Asun at Owambe party as we call it in Lagos is a common sight in the southwestern part of Nigeria..
I was at my friends mother in law funeral ceremony and it was happening…..
As soon as I arrived that afternoon, I found my way to my friend’s designated canopy, and was seated , I was greeted with waiters offering Jollof Rice, Fried Rice , Moin Moin, Pounded yam and Egusi soup all with assorted meats. I guess it is assumed that you will be drinking alcohol so the waiters feel obliged to provide your stomach with some good base to allow the alcohol to settle in. I managed to decline the offer of this “first course”.
Meanwhile at the center of the table are plates of appetizers referred to as “small chops” … Samosa, chinchin, puff puff etc.
All expected to be consumed at this one seating. , I wonder:)

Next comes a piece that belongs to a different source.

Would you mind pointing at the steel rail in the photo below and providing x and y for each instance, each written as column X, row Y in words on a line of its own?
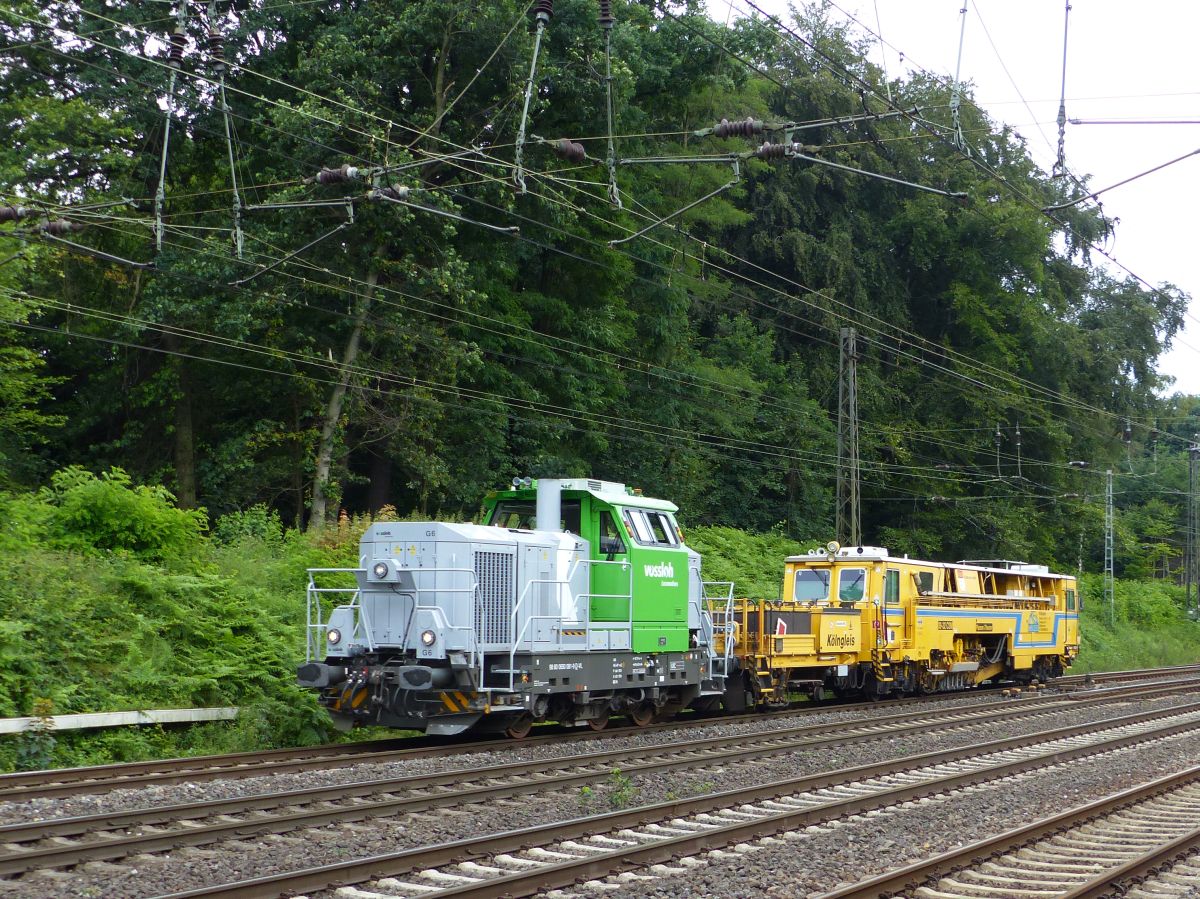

I was allowed to ‘relax ‘ for about one hour and some more food started emerging , this time ,more of meats….Asun, grilled fish, grilled gizzard etc. as expected these go with some Champagne and other drinks of choice
.By this time the dance floor is thick with dancers trying to outdo each other as the children of the deceased,friends and family members take to the dance floor and wiggle away to the music of the band. So funny the different dance steps:). Something else that is fascinating about an owambe party is the color coordination by the guests, it was pink velvet wrapper with white lace top (iro and buba) , velvet fabric is the vogue in wrappers, you cant beat these Lagos babes with fashion:).
I loved the musician on the band stand , Tunde Ayefele so I was also wiggling away on my seat enjoying my bowl of Asun with very high pepper, just the way I like it.

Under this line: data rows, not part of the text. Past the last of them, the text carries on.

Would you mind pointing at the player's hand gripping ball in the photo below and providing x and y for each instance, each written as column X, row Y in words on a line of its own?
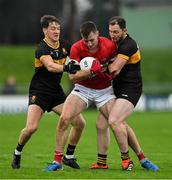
column 86, row 63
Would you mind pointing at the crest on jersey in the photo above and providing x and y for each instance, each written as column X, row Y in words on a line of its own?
column 64, row 51
column 33, row 98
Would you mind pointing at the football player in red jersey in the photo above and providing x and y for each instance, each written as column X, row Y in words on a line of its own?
column 91, row 86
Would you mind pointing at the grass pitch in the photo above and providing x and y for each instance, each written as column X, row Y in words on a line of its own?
column 153, row 130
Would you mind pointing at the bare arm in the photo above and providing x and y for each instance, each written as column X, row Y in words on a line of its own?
column 80, row 75
column 117, row 65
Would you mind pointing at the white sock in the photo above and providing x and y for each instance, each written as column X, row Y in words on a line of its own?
column 17, row 152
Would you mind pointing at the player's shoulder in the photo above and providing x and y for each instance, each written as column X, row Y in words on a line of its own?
column 41, row 46
column 129, row 41
column 64, row 42
column 104, row 39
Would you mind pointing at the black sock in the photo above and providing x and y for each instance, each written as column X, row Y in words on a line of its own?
column 70, row 149
column 102, row 159
column 19, row 147
column 125, row 155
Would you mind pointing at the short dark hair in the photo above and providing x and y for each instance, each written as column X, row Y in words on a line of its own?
column 118, row 20
column 87, row 27
column 46, row 19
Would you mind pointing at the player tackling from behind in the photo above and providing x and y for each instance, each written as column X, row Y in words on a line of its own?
column 127, row 85
column 45, row 92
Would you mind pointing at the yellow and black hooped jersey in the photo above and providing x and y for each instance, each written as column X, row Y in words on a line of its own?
column 129, row 79
column 129, row 50
column 44, row 81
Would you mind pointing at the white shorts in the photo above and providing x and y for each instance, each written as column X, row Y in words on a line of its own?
column 97, row 96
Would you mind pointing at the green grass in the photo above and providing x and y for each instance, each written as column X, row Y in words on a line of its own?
column 152, row 128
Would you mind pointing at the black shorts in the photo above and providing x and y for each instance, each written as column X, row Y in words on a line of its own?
column 131, row 96
column 128, row 84
column 46, row 102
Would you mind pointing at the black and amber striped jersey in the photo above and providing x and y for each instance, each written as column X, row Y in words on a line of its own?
column 44, row 81
column 128, row 83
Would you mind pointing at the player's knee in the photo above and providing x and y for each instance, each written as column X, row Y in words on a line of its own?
column 114, row 123
column 79, row 123
column 31, row 129
column 101, row 127
column 64, row 122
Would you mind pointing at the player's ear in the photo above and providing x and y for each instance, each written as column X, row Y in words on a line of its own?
column 44, row 30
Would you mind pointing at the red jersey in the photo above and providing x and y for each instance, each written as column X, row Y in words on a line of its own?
column 106, row 51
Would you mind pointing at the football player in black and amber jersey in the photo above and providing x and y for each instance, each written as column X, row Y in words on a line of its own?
column 45, row 92
column 127, row 85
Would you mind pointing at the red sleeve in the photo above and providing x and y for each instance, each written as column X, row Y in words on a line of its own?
column 75, row 53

So this was my experience two weekends ago. With Asun on my mind , I had to share the recipe with you my friends. Asun is always my escape from all the heavy carbohydrate meals at parties, as a habit I eat at home before heading out …funny eh?
This weekend I decided to stay home and make my Asun at home and enjoy.
Recipe for making Asun
Ingredient
Goat meat
Scotch bonnet Pepper (coarsely ground) to taste
Onion( sliced)
Seasoning cubes to taste
Salt to taste
Little water
Method
1, Clean the meat without cutting into pieces. Always ask the butchers to remove the big bones from the meat particularly if using the arm or legs of goat
2 , Pat dry with kitchen tissue and grill to cook and brown the meat and infuse the smoke flavor.

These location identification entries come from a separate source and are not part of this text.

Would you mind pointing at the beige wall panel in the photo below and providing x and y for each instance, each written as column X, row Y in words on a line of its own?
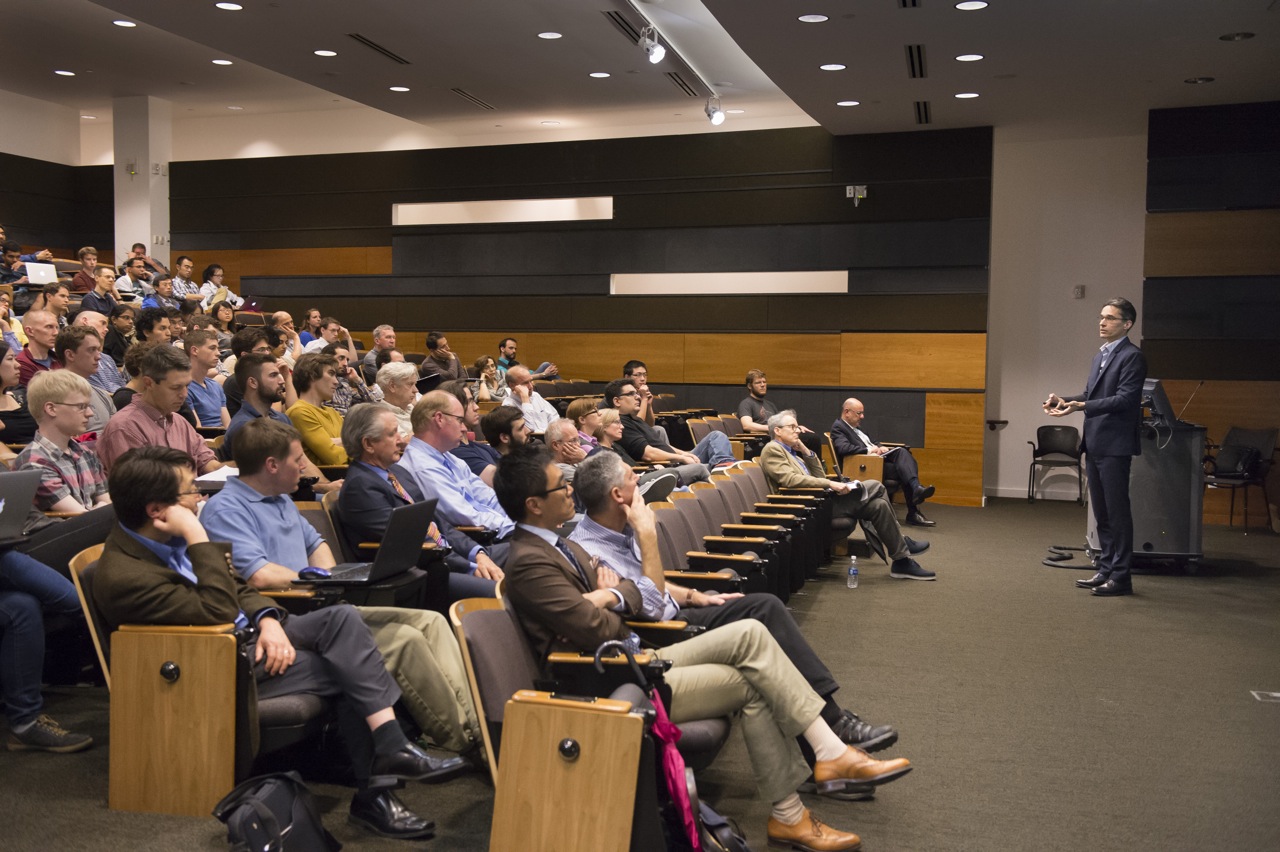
column 913, row 360
column 1224, row 242
column 787, row 358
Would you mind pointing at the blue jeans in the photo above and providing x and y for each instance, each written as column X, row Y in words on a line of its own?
column 27, row 587
column 714, row 449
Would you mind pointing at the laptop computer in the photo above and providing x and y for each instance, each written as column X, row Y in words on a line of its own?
column 41, row 273
column 400, row 549
column 17, row 490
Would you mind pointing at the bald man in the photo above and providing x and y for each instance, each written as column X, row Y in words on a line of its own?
column 849, row 439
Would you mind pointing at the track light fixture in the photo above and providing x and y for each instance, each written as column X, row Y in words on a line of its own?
column 650, row 45
column 713, row 110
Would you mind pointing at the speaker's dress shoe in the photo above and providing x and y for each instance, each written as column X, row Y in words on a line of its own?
column 812, row 836
column 914, row 546
column 1111, row 589
column 863, row 734
column 855, row 766
column 1092, row 582
column 414, row 764
column 387, row 815
column 917, row 520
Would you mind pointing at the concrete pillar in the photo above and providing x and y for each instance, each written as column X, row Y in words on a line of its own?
column 142, row 131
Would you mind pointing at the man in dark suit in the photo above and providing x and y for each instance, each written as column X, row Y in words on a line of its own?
column 1112, row 411
column 375, row 485
column 566, row 600
column 160, row 568
column 849, row 439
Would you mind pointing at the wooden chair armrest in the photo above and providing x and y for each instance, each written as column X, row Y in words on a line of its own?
column 177, row 628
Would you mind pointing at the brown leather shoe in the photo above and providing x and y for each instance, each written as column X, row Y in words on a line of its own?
column 812, row 836
column 855, row 768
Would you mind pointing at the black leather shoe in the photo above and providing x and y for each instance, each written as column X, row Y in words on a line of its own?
column 384, row 814
column 1111, row 589
column 914, row 546
column 414, row 764
column 863, row 734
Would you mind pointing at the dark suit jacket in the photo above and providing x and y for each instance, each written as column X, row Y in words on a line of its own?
column 365, row 505
column 132, row 586
column 1112, row 402
column 547, row 594
column 845, row 440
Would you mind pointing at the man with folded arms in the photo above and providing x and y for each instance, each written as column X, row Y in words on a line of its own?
column 849, row 439
column 272, row 543
column 787, row 463
column 159, row 567
column 620, row 530
column 566, row 601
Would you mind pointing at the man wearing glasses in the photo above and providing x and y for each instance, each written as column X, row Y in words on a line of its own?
column 1112, row 411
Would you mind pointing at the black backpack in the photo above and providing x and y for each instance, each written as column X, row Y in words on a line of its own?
column 274, row 814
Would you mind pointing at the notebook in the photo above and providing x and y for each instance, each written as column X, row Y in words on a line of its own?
column 401, row 546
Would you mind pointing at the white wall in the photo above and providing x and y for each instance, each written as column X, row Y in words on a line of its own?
column 1065, row 211
column 39, row 129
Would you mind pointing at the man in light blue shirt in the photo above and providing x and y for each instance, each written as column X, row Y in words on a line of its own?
column 464, row 498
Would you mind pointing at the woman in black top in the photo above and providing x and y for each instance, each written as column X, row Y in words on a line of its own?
column 19, row 426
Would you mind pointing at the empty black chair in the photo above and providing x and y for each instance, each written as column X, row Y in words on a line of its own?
column 1243, row 459
column 1064, row 444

3, Chop meat into small bite size pieces
4, Place in a pot and add the onion, sprinkle a very little water to cook meat a little further and prevent meat sticking to pot. Cook for 3-5 minutes
5, Mix seasoning, pepper and salt
6,Add the pepper/ seasoning/ salt mix and cook for 3-5 minutes, stirring almost all through this time. This helps to make a slightly thick sauce for the meat
7,Serve hot
Cooking Tip:
Female “native” goat works best for Asun. The meat cooks fast and the skin is softer.Ask the butchers when buying.
Adjust pepper to your tolerance level.
Watch the video here:
Yes o!!! Asun is the real deal & your recipe is authentic, I can confirm that as I am from Ondo – where asun originated. The best part of goat meat to use is liver, breast of the female goat and flesh covering the ribcage of the animal.
Aunty Mo, thanks for the validation.
Thanks for the recipe. The dish looks yummy! What substitute do you recommend in place of grilling?
Hi,Adiaha. There is actually no alternative to grilling. You can do it on charcoal or try your oven grill.
My mouth is watering! Thank you for the recipe, I have filed it away for future use! I laughed at the part where you said you eat before attending functions, I do that too! I’m sure the ascorbic was pretty, the colors you described are lovely.
Asoebi* not ascorbic, excuse my auto correct
Iq. Are you sure about the tip on using female goat? I find that female goats slaughtered for sale in our markets are usually aged and menopausal (no longer kidding, forgive the pun) and so very tough. I always instead ask to buy male which I assume to be likely young and tender.
This looks delicious! I need an outdoor grill. Thank you for sharing this.
Aunty i love your blog
Did u add veg. oil at all?
please answer oooo
Did u add veg. oil at all?
I need to know too oooooo
Hello, Kevin. I just noticed the bowl of oil:). Generally you don’t need oil in Asun. The goat I use also comes with some fat so indeed no need for oil. I will delete the bowl of oil from the post. Thank you.